One has to agree with Sipho Nghona who described Manamela's somewhat ill-informed decision for charging Mbeki for genocide as "ignorant, immature and opportunistic at best."
As collective as the ANC always claims (one says this for YCL is also part of the alliance) Nghona is right to say: "[W]e all acknowledge that some serious mistakes were made during Mbeki's tenure, but we should be big enough to acknowledge that these took place collectively under the watch of President Zuma, who at the time was the country's Deputy President and Chairman of the South African National AIDS Council. The ANC and its alliance partners pride themselves in collectivism and implementing ANC policy in Government. Why is it now convenient to castigate a leader of Mbeki's stature when collectively they could have avoided their now publicised concern?"

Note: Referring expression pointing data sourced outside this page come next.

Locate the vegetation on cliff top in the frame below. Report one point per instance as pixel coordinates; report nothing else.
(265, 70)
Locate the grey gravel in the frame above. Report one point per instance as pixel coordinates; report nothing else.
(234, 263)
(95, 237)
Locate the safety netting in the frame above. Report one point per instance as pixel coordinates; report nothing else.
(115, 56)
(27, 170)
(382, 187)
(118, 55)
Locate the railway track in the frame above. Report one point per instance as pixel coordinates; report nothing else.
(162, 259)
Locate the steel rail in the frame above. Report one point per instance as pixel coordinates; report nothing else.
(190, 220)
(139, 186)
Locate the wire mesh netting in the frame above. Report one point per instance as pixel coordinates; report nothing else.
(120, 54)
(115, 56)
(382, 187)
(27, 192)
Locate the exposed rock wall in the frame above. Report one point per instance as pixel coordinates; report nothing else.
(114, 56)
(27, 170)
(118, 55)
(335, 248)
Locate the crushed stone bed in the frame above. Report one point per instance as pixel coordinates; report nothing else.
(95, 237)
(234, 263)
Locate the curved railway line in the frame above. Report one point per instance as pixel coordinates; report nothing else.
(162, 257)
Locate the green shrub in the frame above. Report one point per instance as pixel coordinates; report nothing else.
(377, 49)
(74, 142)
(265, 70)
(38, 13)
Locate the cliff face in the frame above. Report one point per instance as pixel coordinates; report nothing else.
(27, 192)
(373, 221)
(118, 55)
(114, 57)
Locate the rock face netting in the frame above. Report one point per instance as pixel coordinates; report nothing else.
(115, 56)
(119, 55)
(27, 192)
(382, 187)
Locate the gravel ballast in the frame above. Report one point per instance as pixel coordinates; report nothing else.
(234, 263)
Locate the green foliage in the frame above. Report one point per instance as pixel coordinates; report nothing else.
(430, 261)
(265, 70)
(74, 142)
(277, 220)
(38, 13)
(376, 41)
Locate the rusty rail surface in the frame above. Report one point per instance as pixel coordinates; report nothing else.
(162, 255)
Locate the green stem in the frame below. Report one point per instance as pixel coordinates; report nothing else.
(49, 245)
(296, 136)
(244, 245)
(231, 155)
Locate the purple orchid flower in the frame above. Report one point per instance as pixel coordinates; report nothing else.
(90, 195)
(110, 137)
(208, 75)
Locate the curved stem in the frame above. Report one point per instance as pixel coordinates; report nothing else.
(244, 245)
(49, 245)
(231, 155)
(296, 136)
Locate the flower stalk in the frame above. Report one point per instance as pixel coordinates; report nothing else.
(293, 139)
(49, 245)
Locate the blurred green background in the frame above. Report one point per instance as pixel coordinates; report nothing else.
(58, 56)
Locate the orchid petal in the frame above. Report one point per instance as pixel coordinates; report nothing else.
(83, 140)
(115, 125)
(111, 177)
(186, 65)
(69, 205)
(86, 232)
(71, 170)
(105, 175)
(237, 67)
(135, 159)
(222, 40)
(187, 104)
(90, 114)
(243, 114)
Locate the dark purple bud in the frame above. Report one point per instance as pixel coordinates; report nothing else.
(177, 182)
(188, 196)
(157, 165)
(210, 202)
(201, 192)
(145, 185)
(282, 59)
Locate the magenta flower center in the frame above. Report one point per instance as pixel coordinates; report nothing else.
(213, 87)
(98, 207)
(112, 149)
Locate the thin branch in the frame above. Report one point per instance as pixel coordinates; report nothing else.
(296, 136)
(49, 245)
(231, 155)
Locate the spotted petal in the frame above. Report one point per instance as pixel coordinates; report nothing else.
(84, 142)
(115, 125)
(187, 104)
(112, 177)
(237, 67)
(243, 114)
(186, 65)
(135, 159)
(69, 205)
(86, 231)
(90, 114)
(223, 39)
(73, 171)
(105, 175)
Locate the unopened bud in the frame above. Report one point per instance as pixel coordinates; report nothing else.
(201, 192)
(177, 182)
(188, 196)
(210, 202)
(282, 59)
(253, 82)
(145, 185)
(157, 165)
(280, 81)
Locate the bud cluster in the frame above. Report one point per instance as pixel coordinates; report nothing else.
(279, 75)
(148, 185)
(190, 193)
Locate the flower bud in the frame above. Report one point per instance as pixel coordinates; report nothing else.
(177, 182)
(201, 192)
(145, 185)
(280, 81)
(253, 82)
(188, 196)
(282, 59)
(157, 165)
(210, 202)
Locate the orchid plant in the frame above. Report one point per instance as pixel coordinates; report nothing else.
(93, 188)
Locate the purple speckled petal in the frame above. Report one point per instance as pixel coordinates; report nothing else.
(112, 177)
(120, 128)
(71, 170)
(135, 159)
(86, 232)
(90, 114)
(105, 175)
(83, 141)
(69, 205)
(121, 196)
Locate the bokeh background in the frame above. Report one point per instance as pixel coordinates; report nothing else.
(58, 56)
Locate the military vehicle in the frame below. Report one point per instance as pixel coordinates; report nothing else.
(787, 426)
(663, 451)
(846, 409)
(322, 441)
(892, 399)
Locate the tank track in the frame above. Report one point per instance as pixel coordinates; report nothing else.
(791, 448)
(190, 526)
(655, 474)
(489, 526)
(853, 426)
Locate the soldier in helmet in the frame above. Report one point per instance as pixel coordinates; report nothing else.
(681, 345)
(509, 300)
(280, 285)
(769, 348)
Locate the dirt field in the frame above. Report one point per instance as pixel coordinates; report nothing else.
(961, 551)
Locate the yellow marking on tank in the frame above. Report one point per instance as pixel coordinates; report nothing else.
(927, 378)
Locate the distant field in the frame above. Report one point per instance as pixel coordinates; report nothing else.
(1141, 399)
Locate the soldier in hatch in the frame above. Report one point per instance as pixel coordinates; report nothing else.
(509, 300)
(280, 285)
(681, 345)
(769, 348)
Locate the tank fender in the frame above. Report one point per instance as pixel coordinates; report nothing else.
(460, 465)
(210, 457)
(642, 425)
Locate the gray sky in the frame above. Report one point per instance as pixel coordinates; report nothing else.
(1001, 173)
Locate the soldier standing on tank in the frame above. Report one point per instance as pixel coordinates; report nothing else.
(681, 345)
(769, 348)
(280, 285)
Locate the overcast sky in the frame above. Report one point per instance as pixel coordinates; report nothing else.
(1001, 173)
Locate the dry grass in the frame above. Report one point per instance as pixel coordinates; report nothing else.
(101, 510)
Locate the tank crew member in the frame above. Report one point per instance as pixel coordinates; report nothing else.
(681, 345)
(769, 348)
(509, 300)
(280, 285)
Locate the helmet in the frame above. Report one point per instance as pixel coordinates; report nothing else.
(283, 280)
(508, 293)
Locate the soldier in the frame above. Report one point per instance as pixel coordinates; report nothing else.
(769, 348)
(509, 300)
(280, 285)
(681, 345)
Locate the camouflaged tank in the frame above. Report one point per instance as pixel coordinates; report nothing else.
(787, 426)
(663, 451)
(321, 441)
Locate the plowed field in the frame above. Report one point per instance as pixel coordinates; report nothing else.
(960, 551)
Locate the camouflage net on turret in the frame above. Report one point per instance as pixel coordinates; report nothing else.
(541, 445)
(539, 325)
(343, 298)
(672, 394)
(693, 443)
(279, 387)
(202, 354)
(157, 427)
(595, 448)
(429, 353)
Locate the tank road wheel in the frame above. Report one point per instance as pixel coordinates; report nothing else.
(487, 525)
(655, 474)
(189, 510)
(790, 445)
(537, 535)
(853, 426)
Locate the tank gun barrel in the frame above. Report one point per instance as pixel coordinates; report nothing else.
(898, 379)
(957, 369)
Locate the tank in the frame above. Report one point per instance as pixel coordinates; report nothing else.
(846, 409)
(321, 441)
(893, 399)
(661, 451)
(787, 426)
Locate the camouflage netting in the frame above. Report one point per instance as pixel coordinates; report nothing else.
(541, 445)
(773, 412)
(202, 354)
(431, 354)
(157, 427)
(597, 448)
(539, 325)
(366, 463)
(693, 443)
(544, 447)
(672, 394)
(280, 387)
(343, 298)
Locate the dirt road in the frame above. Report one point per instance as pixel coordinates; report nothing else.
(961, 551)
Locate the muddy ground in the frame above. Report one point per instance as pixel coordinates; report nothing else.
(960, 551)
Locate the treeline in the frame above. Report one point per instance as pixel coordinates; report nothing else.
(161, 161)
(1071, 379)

Fortunately for Mbeki, while sadly for Manamela, ANCYL present Julius Malema is reported to have said that "the ANC Youth League would not allow former president Thabo Mbeki to be charged with genocide". Whether he will be supported on this call as he's always, if not most of the time, opposed to remains to be seen.
Malema is quoted as saying, according to Politicsweb.co.za, that: "we must never surrender our leaders ....
Thabo Mbeki might have made mistakes but we can never charge him.
We must not charge one of our own. If we allow that, the same thing would happen to [Zimbabwean President Robert] Mugabe, and the same would happen to [President Jacob] Zuma, and the next thing you know they will come for you," at Pan African Youth Union at Emperor's Palace in Boksburg last month, November 2009.
Sadly and as some fail to reason, "blaming Mr Mbeki will never solve any problems, but will be a catalyst to fuel more divisions and anarchy than finding meaningful solutions that will benefit millions of South Africans," says Nghona.
What problem or whatever issues people may have with Mbeki will his charge of genocide solve any way? Will it be just one of those 'political settling scores' one wonders.